It has not been a banner week for Pete Crow-Armstrong.
After his caught-on-video vulgar comments made to a female fan who was taunting him during a game against the White Sox on Sunday, the Gold Glove Cubs center fielder made a pair of ugly errors that even he admitted were terrible, including one Wednesday in which he let a David Hamilton single bounce right by him, leading to a three-run Little League home run for the Brewers.
That came after Crow-Armstrong, the former Mets prospect traded in the Javier Baez deal in 2021, dropped a fly ball Tuesday.

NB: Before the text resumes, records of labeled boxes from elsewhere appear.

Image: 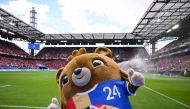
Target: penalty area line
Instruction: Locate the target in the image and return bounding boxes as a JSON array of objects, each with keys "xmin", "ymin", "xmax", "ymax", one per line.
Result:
[
  {"xmin": 144, "ymin": 86, "xmax": 190, "ymax": 109},
  {"xmin": 0, "ymin": 105, "xmax": 47, "ymax": 109}
]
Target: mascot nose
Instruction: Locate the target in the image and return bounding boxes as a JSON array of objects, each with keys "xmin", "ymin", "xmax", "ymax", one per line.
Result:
[{"xmin": 74, "ymin": 68, "xmax": 82, "ymax": 75}]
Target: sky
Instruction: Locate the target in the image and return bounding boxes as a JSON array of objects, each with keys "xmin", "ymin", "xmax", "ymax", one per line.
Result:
[
  {"xmin": 0, "ymin": 0, "xmax": 153, "ymax": 34},
  {"xmin": 0, "ymin": 0, "xmax": 172, "ymax": 54}
]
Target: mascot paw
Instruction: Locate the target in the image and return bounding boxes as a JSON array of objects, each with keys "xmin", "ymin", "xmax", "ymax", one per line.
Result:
[
  {"xmin": 48, "ymin": 98, "xmax": 61, "ymax": 109},
  {"xmin": 127, "ymin": 68, "xmax": 145, "ymax": 86}
]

“Yesterday and today are genuinely laughable,” Crow-Armstrong told reporters Wednesday after the Cubs’ 5-0 loss, their fifth straight defeat.
“One thing I can fall back on is, it’s never a lack of focus but [instead] trying too hard and trying to make up for the lack of production that I have given this team and this city.”
The 24-year-old, an All-Star last season, leads all center fielders this year with three errors, and he’s tied for second among all outfielders; the Astros’ Cam Smith has four errors.
His three errors already ties a career high and surpass the two he had in 156 games in 2025.
During the fifth inning Sunday, after a female fan sitting in the outfield told him “you suck,” Crow-Armstrong shockingly responded, “You suck my f–king d–k bitch.”
He was fined an undisclosed amount over the incident.
After initially saying he felt the need to talk back, Crow-Armstrong said he regretted his choice of words.
According to Baseball Reference, Crow-Armstrong still leads MLB in defensive wins above replacement (WAR) this season at 1.5.
He’s hitting .225 with a .659 OPS, five home runs, five doubles, two triples, 20 RBIs and 12 steals in 50 games.
Crow-Armstrong signed a six-year, $115 million contract extension with the Cubs before the season began.
The Cubs (29-21) have hit the skids and lost their NL Central lead to the Brewers (29-18) in what has been the most competitive division in baseball so far, with all five teams entering Thursday over .500.